|
The only graphics in this post are histograms so here's a mildly-relevant AI Poseidon. |
When
we last talked I had done a simple
embeddings implementation for
webpage matching and
web graph entry. I
had to slim the 4,000,000-keyword vocabulary down to a reasonable size for use on a desktop, this was accomplished by using a list of keywords perloined from the
Outer Web trigram corpus.
This rough implementation left me considering
ways to squeeze some more words for semantic matching out of the source data without blowing up the heap or cluttering it with rare terms like 'unomig' (United Nations Observer Mission in Georga) and 'imathia' (part of Macedonia). I was also curious about moving from vector size 100 to 300 to get more data fidelity. A few ideas came to mind:
- Truncate values that are not useful. Specifically, values near zero could perhaps be treated as zero.

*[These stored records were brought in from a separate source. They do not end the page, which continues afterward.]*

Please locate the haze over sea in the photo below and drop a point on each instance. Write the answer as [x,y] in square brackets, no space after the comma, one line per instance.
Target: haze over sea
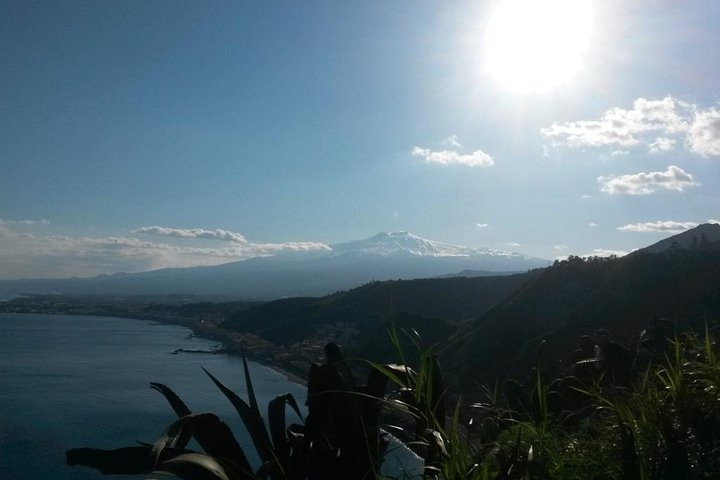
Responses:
[71,381]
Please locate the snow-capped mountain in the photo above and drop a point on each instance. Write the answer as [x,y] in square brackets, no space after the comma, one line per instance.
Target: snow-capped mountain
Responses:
[396,255]
[401,243]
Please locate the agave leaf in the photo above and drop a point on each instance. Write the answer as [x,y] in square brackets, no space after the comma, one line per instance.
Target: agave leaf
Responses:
[195,466]
[252,420]
[121,461]
[177,405]
[276,419]
[398,374]
[250,389]
[213,435]
[173,399]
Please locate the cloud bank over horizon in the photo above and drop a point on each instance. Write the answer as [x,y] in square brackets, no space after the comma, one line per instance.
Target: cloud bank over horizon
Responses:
[30,255]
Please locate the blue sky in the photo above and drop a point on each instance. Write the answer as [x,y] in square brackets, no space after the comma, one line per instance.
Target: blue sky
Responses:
[143,134]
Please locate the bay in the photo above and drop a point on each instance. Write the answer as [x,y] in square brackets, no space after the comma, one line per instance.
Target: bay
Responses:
[77,381]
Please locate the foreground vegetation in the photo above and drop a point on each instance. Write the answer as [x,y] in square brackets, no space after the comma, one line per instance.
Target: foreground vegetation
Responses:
[659,421]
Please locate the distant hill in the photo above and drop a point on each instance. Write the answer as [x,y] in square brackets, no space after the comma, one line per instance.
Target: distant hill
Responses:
[703,236]
[577,297]
[434,307]
[398,255]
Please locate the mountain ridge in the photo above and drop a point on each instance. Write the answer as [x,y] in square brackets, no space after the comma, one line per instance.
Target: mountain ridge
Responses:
[385,256]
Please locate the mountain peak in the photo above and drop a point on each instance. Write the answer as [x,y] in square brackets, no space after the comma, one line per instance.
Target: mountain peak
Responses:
[401,243]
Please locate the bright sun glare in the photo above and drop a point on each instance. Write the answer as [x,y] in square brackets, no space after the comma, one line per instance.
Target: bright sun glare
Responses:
[534,45]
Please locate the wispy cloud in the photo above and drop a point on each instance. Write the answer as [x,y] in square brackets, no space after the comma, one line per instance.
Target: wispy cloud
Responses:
[450,156]
[604,252]
[657,125]
[216,234]
[674,178]
[27,255]
[667,226]
[704,134]
[41,221]
[478,158]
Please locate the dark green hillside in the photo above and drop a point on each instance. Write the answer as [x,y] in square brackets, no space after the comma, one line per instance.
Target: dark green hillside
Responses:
[577,297]
[363,311]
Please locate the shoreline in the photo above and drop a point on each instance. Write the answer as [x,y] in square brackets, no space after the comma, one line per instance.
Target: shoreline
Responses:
[199,328]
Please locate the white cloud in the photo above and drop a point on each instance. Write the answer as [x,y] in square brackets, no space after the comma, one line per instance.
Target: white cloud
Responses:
[604,252]
[452,141]
[659,226]
[41,221]
[25,255]
[216,234]
[478,158]
[704,135]
[657,125]
[662,144]
[674,178]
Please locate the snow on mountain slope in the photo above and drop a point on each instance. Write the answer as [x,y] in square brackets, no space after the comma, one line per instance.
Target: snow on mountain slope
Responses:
[406,244]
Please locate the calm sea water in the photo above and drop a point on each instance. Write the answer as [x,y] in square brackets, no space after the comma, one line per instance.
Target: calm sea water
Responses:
[71,381]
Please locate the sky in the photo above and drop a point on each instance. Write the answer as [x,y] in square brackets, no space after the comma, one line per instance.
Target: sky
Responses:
[139,134]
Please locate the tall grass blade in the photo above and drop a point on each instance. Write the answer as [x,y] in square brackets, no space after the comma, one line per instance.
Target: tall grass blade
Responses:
[252,420]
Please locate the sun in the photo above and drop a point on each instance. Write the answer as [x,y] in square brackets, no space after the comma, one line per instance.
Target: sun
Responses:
[535,45]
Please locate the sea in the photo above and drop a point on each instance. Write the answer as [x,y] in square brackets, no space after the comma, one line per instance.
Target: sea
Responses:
[82,381]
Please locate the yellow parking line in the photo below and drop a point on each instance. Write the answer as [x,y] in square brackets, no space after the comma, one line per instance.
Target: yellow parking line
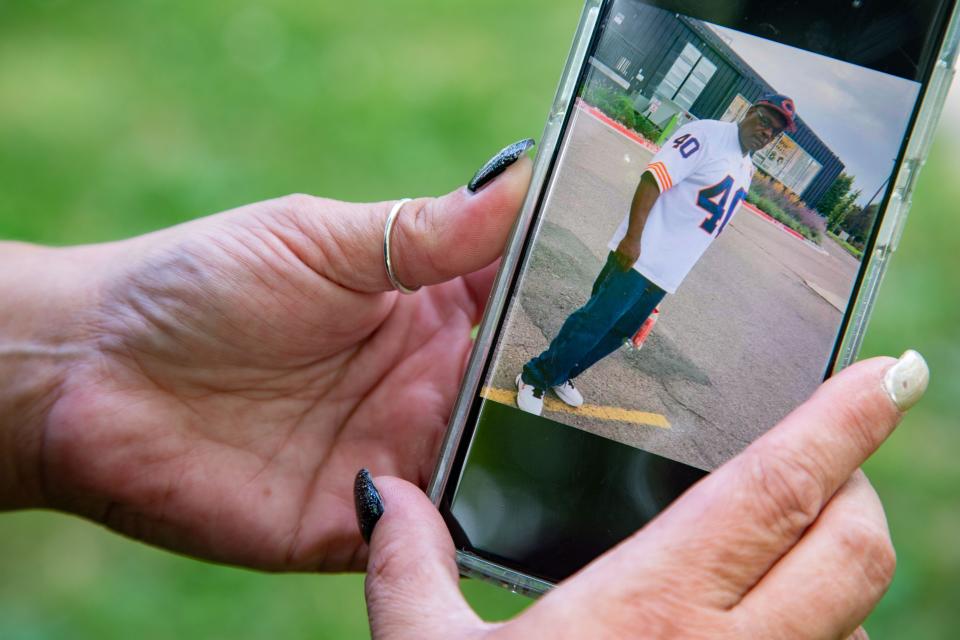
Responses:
[509,396]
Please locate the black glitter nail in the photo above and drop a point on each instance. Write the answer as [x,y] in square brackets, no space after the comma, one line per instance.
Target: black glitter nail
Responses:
[368,502]
[499,163]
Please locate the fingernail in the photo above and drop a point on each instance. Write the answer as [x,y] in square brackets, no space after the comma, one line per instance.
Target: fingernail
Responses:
[499,163]
[368,502]
[907,379]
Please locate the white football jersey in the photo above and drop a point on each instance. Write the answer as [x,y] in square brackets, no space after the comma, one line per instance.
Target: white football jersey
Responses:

- Quantize the default 32-bit float to something smaller. Quantization is a common means to reduce the size of large AI models and applies equally here.
- The obvious one, not using a handful of UTF characters to represent a numeric value.
Since the first two items are lossy,
I needed some sort of giggle test to ensure my code worked as desired and didn't overcook the compression. Embedding math (discussed last time) seemed like a reasonable test so I settled on a few variations on the canonical example, "king + woman = queen". Or maybe it's "king - man = queen". Something like that.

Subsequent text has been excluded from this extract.